Treatment of animals
Tumor size was measured externally with a caliper. Tumors that had reached volumes between 0.2 and 0.4 mL were randomized into two groups. A treatment group received STI571 (kindly donated by Novartis) 100 mg/kg/d dissolved in PBS and a vehicle group received only PBS. In both groups the substances were administered orally via gavage for 4 consecutive days.

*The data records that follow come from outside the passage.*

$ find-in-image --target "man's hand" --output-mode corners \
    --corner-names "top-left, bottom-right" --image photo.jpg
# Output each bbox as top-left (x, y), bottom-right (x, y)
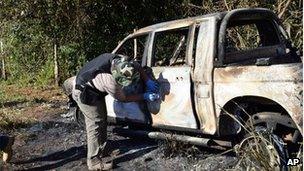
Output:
top-left (146, 79), bottom-right (159, 93)
top-left (144, 92), bottom-right (159, 102)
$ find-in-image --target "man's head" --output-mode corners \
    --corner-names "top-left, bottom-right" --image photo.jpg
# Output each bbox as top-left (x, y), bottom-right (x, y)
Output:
top-left (111, 55), bottom-right (139, 87)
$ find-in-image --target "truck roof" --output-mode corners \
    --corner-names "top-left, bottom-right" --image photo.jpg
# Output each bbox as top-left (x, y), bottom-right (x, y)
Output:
top-left (130, 8), bottom-right (274, 36)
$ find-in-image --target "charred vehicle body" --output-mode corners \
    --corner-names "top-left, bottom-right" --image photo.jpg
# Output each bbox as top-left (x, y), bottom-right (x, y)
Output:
top-left (65, 8), bottom-right (303, 167)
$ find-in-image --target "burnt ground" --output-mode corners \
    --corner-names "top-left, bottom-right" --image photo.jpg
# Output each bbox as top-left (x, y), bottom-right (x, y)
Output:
top-left (0, 87), bottom-right (237, 170)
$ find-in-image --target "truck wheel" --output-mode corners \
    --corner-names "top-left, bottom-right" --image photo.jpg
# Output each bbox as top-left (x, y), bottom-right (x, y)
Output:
top-left (235, 126), bottom-right (287, 170)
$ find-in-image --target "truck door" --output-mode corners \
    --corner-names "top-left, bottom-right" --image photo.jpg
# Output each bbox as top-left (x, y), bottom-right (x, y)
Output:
top-left (148, 26), bottom-right (198, 129)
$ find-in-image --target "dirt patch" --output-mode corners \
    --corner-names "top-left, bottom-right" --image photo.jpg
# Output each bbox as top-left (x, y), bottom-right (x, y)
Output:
top-left (0, 89), bottom-right (236, 170)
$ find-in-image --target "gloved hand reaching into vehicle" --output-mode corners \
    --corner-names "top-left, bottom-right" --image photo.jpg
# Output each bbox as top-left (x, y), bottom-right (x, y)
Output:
top-left (144, 92), bottom-right (159, 102)
top-left (146, 79), bottom-right (159, 93)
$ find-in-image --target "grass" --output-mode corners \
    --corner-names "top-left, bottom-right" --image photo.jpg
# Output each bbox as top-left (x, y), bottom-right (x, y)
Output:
top-left (0, 82), bottom-right (66, 129)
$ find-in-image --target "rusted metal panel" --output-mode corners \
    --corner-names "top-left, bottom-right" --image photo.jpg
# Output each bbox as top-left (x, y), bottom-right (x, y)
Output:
top-left (214, 63), bottom-right (303, 133)
top-left (192, 18), bottom-right (216, 134)
top-left (148, 66), bottom-right (197, 129)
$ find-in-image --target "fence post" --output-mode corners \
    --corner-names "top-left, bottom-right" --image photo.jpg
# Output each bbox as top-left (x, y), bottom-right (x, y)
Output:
top-left (0, 41), bottom-right (6, 79)
top-left (54, 43), bottom-right (59, 86)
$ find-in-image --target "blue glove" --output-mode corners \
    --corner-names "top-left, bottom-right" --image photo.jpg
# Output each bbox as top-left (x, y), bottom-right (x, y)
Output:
top-left (144, 92), bottom-right (159, 102)
top-left (146, 79), bottom-right (159, 93)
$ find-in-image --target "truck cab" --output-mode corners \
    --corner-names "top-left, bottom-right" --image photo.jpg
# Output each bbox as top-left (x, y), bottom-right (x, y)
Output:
top-left (108, 9), bottom-right (303, 138)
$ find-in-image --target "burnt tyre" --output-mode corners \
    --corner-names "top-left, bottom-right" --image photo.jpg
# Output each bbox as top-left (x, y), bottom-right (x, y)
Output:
top-left (74, 106), bottom-right (85, 128)
top-left (235, 126), bottom-right (287, 170)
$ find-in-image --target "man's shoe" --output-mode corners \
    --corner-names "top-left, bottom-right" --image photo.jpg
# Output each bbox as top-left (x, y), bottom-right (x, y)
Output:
top-left (2, 137), bottom-right (15, 163)
top-left (88, 158), bottom-right (113, 170)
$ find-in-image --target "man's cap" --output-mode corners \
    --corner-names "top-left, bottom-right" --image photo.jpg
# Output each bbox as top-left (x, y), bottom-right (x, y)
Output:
top-left (111, 55), bottom-right (139, 87)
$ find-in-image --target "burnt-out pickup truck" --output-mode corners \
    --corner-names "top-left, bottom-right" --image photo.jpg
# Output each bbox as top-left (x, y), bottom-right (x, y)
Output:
top-left (63, 8), bottom-right (303, 168)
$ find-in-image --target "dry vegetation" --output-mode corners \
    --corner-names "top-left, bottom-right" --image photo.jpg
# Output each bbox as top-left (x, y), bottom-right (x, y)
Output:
top-left (0, 85), bottom-right (66, 128)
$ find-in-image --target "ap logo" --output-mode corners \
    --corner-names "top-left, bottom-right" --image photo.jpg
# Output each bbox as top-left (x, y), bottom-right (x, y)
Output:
top-left (287, 158), bottom-right (300, 166)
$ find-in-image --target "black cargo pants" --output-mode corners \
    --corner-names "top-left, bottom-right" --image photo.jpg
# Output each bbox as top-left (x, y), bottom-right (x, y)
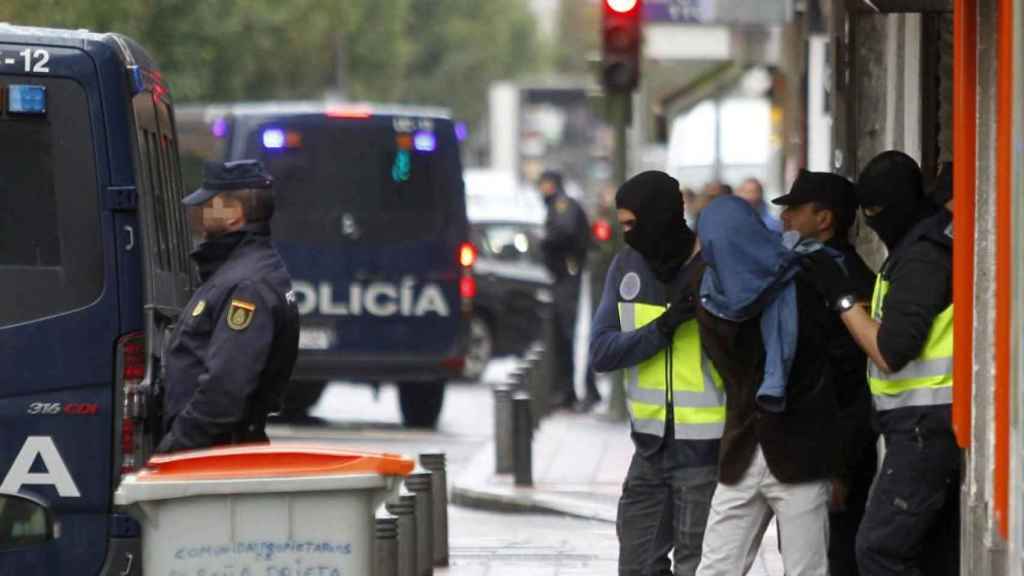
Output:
top-left (857, 427), bottom-right (963, 576)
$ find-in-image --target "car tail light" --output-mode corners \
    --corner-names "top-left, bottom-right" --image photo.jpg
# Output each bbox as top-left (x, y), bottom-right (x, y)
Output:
top-left (591, 218), bottom-right (611, 242)
top-left (118, 332), bottom-right (145, 474)
top-left (459, 276), bottom-right (476, 300)
top-left (459, 242), bottom-right (476, 268)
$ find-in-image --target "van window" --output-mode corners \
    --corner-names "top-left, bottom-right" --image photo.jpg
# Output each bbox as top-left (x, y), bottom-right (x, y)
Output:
top-left (0, 78), bottom-right (103, 327)
top-left (247, 116), bottom-right (462, 244)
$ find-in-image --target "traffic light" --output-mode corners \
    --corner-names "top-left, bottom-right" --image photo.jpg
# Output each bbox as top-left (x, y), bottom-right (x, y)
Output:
top-left (601, 0), bottom-right (643, 93)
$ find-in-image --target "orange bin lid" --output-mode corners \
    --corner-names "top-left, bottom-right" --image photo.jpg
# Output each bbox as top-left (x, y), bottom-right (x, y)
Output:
top-left (138, 444), bottom-right (416, 482)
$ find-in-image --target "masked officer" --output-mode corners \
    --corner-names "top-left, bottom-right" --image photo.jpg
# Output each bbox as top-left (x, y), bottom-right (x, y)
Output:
top-left (590, 171), bottom-right (725, 576)
top-left (538, 170), bottom-right (600, 409)
top-left (157, 160), bottom-right (299, 452)
top-left (772, 170), bottom-right (879, 576)
top-left (814, 151), bottom-right (961, 576)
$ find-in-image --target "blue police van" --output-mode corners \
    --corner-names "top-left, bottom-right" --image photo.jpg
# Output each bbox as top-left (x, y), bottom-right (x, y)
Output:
top-left (190, 101), bottom-right (476, 426)
top-left (0, 25), bottom-right (193, 576)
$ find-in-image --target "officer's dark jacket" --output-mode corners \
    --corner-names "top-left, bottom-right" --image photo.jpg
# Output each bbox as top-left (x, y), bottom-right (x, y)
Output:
top-left (697, 272), bottom-right (840, 484)
top-left (878, 209), bottom-right (953, 433)
top-left (590, 246), bottom-right (719, 467)
top-left (825, 235), bottom-right (878, 476)
top-left (158, 224), bottom-right (299, 452)
top-left (541, 193), bottom-right (591, 282)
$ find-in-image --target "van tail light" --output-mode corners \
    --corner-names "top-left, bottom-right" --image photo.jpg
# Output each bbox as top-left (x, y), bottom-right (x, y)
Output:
top-left (459, 242), bottom-right (477, 303)
top-left (117, 332), bottom-right (145, 475)
top-left (459, 242), bottom-right (477, 269)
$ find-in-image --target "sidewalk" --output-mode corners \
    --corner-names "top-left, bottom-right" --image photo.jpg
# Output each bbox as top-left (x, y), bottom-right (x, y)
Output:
top-left (452, 405), bottom-right (782, 576)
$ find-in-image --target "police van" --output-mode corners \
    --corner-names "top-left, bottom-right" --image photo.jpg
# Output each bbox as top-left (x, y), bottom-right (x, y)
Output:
top-left (0, 25), bottom-right (193, 576)
top-left (182, 102), bottom-right (476, 426)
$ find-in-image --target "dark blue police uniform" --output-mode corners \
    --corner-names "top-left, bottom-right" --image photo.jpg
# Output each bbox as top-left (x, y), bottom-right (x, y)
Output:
top-left (157, 162), bottom-right (299, 452)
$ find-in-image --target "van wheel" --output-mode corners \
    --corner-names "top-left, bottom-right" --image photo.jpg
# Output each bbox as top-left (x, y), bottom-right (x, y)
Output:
top-left (398, 380), bottom-right (444, 428)
top-left (462, 316), bottom-right (495, 382)
top-left (281, 380), bottom-right (327, 420)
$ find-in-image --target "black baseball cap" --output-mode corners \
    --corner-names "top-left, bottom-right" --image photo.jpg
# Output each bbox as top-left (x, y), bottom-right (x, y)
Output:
top-left (771, 170), bottom-right (857, 223)
top-left (181, 160), bottom-right (273, 206)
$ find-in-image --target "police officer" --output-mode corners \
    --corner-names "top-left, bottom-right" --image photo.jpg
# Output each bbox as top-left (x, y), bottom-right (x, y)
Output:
top-left (814, 151), bottom-right (961, 576)
top-left (537, 170), bottom-right (600, 410)
top-left (770, 170), bottom-right (878, 576)
top-left (157, 160), bottom-right (299, 452)
top-left (590, 171), bottom-right (725, 576)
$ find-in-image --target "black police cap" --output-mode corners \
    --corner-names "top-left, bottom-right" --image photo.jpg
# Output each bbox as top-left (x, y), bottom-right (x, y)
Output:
top-left (772, 170), bottom-right (857, 223)
top-left (181, 160), bottom-right (273, 206)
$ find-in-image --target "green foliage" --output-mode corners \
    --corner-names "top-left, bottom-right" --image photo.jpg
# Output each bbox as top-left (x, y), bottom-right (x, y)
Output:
top-left (0, 0), bottom-right (537, 121)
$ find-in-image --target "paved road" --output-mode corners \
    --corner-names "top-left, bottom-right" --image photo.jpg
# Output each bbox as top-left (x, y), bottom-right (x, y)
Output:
top-left (269, 375), bottom-right (617, 576)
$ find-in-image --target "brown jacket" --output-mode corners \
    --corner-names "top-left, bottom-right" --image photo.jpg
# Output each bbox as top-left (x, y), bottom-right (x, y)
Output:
top-left (697, 273), bottom-right (840, 484)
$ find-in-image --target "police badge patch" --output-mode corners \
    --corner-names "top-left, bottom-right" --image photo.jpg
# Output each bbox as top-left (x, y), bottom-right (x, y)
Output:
top-left (227, 299), bottom-right (256, 330)
top-left (618, 272), bottom-right (640, 300)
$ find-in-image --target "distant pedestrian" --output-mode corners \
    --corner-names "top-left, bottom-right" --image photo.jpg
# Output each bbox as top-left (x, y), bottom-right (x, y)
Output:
top-left (697, 197), bottom-right (839, 576)
top-left (537, 170), bottom-right (601, 410)
top-left (157, 160), bottom-right (299, 452)
top-left (590, 171), bottom-right (725, 576)
top-left (772, 170), bottom-right (879, 576)
top-left (736, 177), bottom-right (782, 232)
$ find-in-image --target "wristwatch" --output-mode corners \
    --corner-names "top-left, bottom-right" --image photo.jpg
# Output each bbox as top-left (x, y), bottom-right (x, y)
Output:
top-left (835, 294), bottom-right (857, 314)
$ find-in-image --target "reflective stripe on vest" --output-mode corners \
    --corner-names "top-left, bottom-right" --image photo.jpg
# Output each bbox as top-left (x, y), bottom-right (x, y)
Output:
top-left (618, 302), bottom-right (725, 440)
top-left (867, 274), bottom-right (953, 411)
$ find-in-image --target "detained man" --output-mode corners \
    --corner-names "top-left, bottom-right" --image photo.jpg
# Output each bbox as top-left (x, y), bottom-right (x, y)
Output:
top-left (697, 197), bottom-right (839, 576)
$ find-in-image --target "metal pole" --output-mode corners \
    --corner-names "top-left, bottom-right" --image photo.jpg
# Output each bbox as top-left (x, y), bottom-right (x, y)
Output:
top-left (607, 93), bottom-right (633, 420)
top-left (406, 467), bottom-right (434, 576)
top-left (384, 487), bottom-right (419, 576)
top-left (373, 506), bottom-right (398, 576)
top-left (495, 384), bottom-right (513, 474)
top-left (512, 393), bottom-right (534, 486)
top-left (420, 452), bottom-right (449, 566)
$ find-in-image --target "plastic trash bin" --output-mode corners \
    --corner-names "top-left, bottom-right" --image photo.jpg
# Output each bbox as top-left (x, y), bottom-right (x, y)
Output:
top-left (115, 444), bottom-right (415, 576)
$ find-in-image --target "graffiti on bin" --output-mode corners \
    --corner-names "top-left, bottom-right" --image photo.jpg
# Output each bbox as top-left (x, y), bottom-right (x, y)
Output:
top-left (167, 565), bottom-right (343, 576)
top-left (167, 540), bottom-right (352, 576)
top-left (174, 540), bottom-right (352, 561)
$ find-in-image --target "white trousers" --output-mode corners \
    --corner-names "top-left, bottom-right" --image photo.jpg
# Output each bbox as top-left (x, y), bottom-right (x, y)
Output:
top-left (696, 446), bottom-right (831, 576)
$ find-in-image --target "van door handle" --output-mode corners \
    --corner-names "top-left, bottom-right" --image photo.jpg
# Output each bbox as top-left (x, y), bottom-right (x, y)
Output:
top-left (125, 225), bottom-right (135, 252)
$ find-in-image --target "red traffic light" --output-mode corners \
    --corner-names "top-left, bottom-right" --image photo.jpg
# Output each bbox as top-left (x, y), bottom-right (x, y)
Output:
top-left (601, 0), bottom-right (643, 93)
top-left (604, 0), bottom-right (640, 14)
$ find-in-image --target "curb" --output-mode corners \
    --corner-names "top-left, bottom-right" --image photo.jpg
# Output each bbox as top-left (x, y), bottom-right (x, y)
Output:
top-left (452, 441), bottom-right (616, 524)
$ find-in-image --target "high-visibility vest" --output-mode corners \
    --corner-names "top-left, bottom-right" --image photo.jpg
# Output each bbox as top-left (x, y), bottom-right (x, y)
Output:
top-left (618, 301), bottom-right (725, 440)
top-left (867, 274), bottom-right (953, 411)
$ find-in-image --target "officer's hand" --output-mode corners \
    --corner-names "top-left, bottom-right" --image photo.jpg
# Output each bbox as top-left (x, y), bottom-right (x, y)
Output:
top-left (654, 290), bottom-right (697, 338)
top-left (803, 250), bottom-right (856, 308)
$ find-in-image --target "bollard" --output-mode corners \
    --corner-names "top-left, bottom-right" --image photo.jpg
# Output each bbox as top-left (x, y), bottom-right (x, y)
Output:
top-left (420, 452), bottom-right (449, 566)
top-left (512, 393), bottom-right (534, 486)
top-left (525, 347), bottom-right (548, 429)
top-left (373, 506), bottom-right (398, 576)
top-left (384, 488), bottom-right (419, 576)
top-left (406, 467), bottom-right (434, 576)
top-left (495, 384), bottom-right (513, 474)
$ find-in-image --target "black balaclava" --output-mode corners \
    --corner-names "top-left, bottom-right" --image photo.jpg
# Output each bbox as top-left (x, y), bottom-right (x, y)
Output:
top-left (615, 170), bottom-right (696, 284)
top-left (856, 150), bottom-right (934, 248)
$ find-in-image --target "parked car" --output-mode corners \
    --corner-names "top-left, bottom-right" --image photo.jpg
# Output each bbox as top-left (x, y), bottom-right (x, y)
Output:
top-left (463, 170), bottom-right (552, 380)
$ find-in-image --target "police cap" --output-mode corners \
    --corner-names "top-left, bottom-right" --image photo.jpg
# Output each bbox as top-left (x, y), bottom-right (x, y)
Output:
top-left (771, 170), bottom-right (857, 225)
top-left (181, 160), bottom-right (273, 206)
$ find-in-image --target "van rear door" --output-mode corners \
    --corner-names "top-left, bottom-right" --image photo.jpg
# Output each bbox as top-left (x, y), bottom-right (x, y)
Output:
top-left (0, 48), bottom-right (120, 574)
top-left (246, 114), bottom-right (468, 379)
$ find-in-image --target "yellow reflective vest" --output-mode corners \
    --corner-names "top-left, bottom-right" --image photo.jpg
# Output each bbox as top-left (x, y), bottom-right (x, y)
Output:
top-left (618, 301), bottom-right (725, 440)
top-left (867, 274), bottom-right (953, 412)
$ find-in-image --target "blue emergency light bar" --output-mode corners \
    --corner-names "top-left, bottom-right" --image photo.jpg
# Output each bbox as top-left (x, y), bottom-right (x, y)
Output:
top-left (413, 130), bottom-right (437, 152)
top-left (263, 128), bottom-right (285, 150)
top-left (7, 84), bottom-right (46, 115)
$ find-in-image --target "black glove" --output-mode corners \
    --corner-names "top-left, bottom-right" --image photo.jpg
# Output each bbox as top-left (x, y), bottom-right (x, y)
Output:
top-left (803, 250), bottom-right (856, 310)
top-left (654, 290), bottom-right (697, 338)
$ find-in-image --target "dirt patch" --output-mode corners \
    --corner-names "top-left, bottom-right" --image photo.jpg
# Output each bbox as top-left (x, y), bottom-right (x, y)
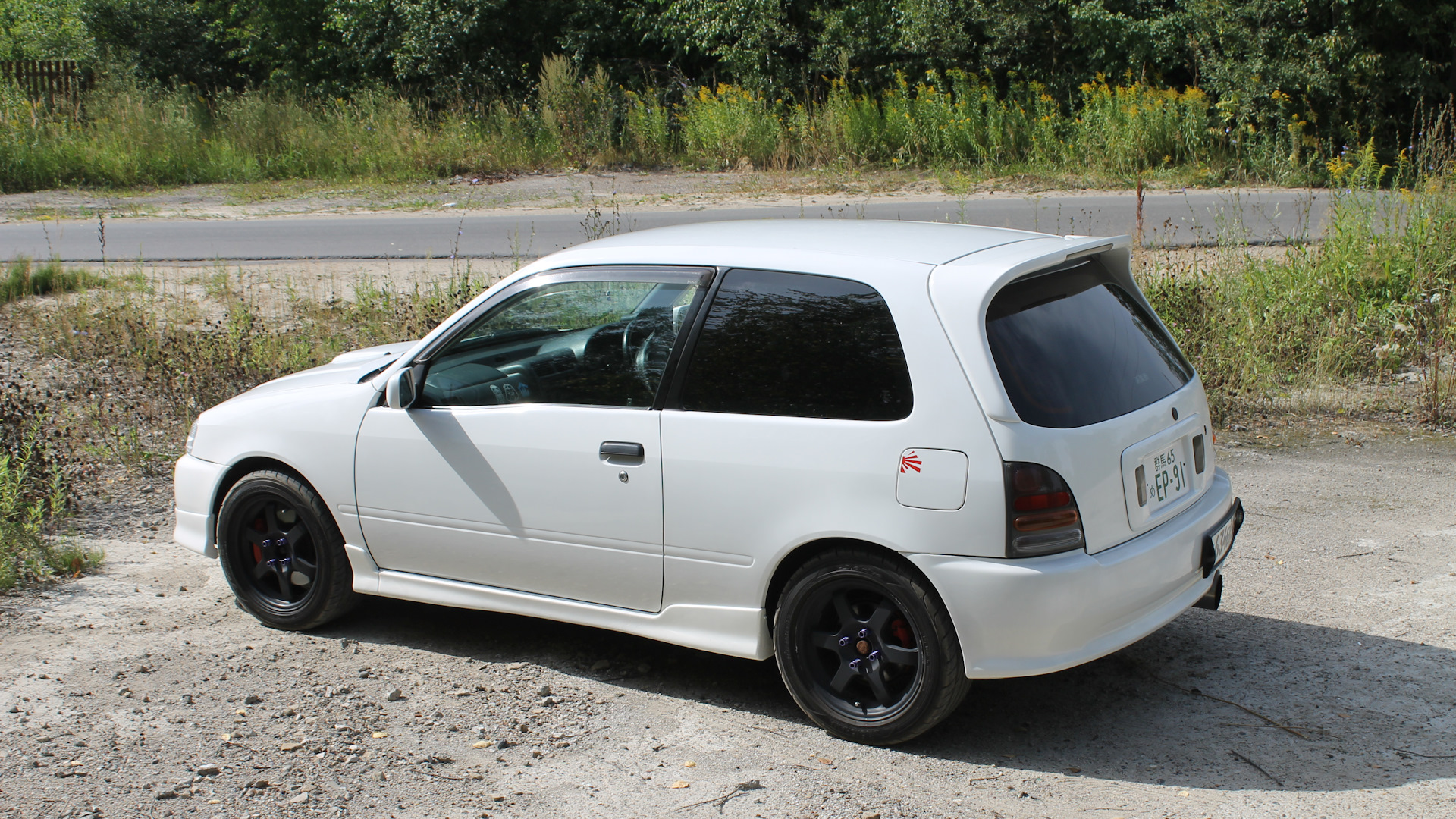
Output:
top-left (0, 422), bottom-right (1456, 817)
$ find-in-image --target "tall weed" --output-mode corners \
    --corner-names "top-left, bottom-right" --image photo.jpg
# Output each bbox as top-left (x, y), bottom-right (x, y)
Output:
top-left (0, 381), bottom-right (100, 588)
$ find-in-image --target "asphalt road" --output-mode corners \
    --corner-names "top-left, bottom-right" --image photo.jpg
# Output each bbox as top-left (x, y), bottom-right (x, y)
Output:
top-left (0, 191), bottom-right (1328, 262)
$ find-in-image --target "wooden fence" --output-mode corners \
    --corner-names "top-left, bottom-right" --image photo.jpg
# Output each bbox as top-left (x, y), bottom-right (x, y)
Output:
top-left (0, 60), bottom-right (86, 106)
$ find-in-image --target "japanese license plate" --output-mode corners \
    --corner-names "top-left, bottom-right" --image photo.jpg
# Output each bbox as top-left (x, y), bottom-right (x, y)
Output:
top-left (1133, 438), bottom-right (1192, 516)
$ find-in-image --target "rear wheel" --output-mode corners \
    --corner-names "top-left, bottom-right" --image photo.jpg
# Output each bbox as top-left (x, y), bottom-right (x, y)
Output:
top-left (217, 471), bottom-right (358, 631)
top-left (774, 549), bottom-right (970, 745)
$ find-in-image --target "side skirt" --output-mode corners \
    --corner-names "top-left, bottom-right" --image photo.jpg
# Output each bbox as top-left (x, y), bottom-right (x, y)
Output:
top-left (350, 547), bottom-right (774, 661)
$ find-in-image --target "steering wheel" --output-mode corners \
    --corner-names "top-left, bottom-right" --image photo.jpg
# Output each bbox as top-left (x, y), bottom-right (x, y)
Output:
top-left (622, 307), bottom-right (676, 391)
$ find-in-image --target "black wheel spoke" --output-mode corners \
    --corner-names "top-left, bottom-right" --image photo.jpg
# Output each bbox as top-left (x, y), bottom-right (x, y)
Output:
top-left (264, 503), bottom-right (282, 536)
top-left (284, 522), bottom-right (309, 549)
top-left (275, 567), bottom-right (293, 604)
top-left (811, 631), bottom-right (839, 651)
top-left (828, 663), bottom-right (859, 694)
top-left (869, 599), bottom-right (896, 634)
top-left (880, 645), bottom-right (920, 666)
top-left (834, 592), bottom-right (859, 632)
top-left (864, 669), bottom-right (894, 705)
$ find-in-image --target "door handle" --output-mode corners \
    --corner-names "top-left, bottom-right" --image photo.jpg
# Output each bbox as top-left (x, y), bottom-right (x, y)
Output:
top-left (601, 440), bottom-right (646, 457)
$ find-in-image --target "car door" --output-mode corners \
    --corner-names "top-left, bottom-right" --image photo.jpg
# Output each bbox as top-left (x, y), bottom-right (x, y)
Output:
top-left (355, 268), bottom-right (711, 610)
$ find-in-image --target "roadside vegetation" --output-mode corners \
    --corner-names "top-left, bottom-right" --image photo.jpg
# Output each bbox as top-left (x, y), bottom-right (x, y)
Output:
top-left (0, 67), bottom-right (1328, 191)
top-left (0, 0), bottom-right (1456, 193)
top-left (0, 381), bottom-right (102, 590)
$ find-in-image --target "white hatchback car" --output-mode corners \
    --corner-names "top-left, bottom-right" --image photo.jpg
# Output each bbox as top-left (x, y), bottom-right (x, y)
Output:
top-left (174, 220), bottom-right (1244, 745)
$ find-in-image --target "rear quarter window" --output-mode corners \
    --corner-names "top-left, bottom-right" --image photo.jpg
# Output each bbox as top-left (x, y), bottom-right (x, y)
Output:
top-left (680, 270), bottom-right (912, 421)
top-left (986, 261), bottom-right (1194, 428)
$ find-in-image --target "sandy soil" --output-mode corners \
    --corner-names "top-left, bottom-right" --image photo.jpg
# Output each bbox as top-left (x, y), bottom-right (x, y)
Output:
top-left (0, 424), bottom-right (1456, 819)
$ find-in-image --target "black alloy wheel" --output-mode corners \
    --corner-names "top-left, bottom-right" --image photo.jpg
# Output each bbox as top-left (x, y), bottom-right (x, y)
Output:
top-left (774, 549), bottom-right (970, 745)
top-left (217, 471), bottom-right (356, 629)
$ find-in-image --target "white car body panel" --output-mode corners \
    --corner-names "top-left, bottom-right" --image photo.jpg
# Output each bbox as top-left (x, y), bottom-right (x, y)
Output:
top-left (174, 220), bottom-right (1233, 678)
top-left (355, 403), bottom-right (663, 612)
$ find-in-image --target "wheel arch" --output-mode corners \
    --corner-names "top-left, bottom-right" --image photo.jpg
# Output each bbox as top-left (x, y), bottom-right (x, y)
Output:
top-left (212, 455), bottom-right (330, 526)
top-left (763, 538), bottom-right (940, 623)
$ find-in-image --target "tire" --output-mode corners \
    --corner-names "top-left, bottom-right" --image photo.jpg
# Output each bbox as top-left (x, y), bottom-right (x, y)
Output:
top-left (774, 548), bottom-right (970, 745)
top-left (217, 471), bottom-right (359, 631)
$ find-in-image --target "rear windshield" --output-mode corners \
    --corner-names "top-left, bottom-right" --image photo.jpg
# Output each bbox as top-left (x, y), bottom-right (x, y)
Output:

Animals were anesthetized with 3.5% isoflurane in mixture of 200 mL/minute oxygen and 200 mL/minute nitrous oxide and maintained at 1.5% to 2% isoflurane. Inside the magnet, the respiratory rate of the animal was monitored and the body temperature was maintained at 37°C using warm air (SA Instruments Inc.). Contrast-enhanced MR imaging was performed with a 9.4 T MR scanner (Agilent Inc.) equipped with a 6-cm inner diameter gradient system having a maximum gradient strength of 1,000 mT/m. Reference scans were acquired to ensure the correct animal position inside the magnet and a total of 23 slices were defined with a gap of 0.25 mm to image the whole tumor area. The animal was taken out of the magnet and 100 μL of Omniscan (Gd-DTPA-BMA; GE Healthcare) was injected intraperitoneally with care taken not to move the position of the animal. With the animal placed back in the magnet, contrast-enhanced MR images were acquired using T1-weighted gradient echo sequence (TR: 100 ms, TE: 2 ms, number of averages: 8, resolution in plane 117 μm × 117 μm, slice thickness 0.5 mm). Total scan time was 3 minutes and scans were started with 10-minute interval. Animals were scanned until a clear decrease of the contrast enhancement could be observed in the connective tissue. Typically, the animals were scanned 60 to 80 minutes after injection. Mice were euthanized after the measurements.
MRI data analysis
Analysis was carried out using in-house written Matlab scripts (MathWorks). The first images after injection when no contrast enhancement could be detected were used as reference. The carcinoma tissue was manually delineated on all slices and marked as region of interest (ROI). The tumor volume was calculated by multiplying the total amount of pixels in the ROI in all slices. For all pixels originating from the tumor tissue, the change of signal was plotted as a function of time. To reduce processing time, images were down-sampled with a factor of 2 before curve fitting. The data were filtered using principal component analysis (PCA; ref. 24) in which the 2 first components, representing more than 95% of the variation of the data, were used to reconstruct the data. Quantitative model fitting of this kind of data exists (25), but in this study a more qualitative description of the data was chosen. We considered only the pixels with a signal change greater than three SDs of the noise in the image after PCA. Thus, around 10% of the total number of pixels was not considered due to lack of any significant signal enhancement. The change in the signal of a pixel inside the tumor was fitted to three model line shapes; a linear enhancement, a monoexponential enhancement (wash-in), and a biexponential enhancement (wash-in/wash-out). The most appropriate curve describing the pixel enhancement was chosen from the best correlation coefficient R2 calculated after the fit. Maximum enhancement, time constants for wash-in/wash-out, tumor volume and the distribution of the type of signal enhancement are reported after the analyses. Results are reported in histograms for all pixels in the STI571-treated and the control group. To compare the distribution for every graph we performed a Mann–Whitney test (nonparametric, unknown distribution).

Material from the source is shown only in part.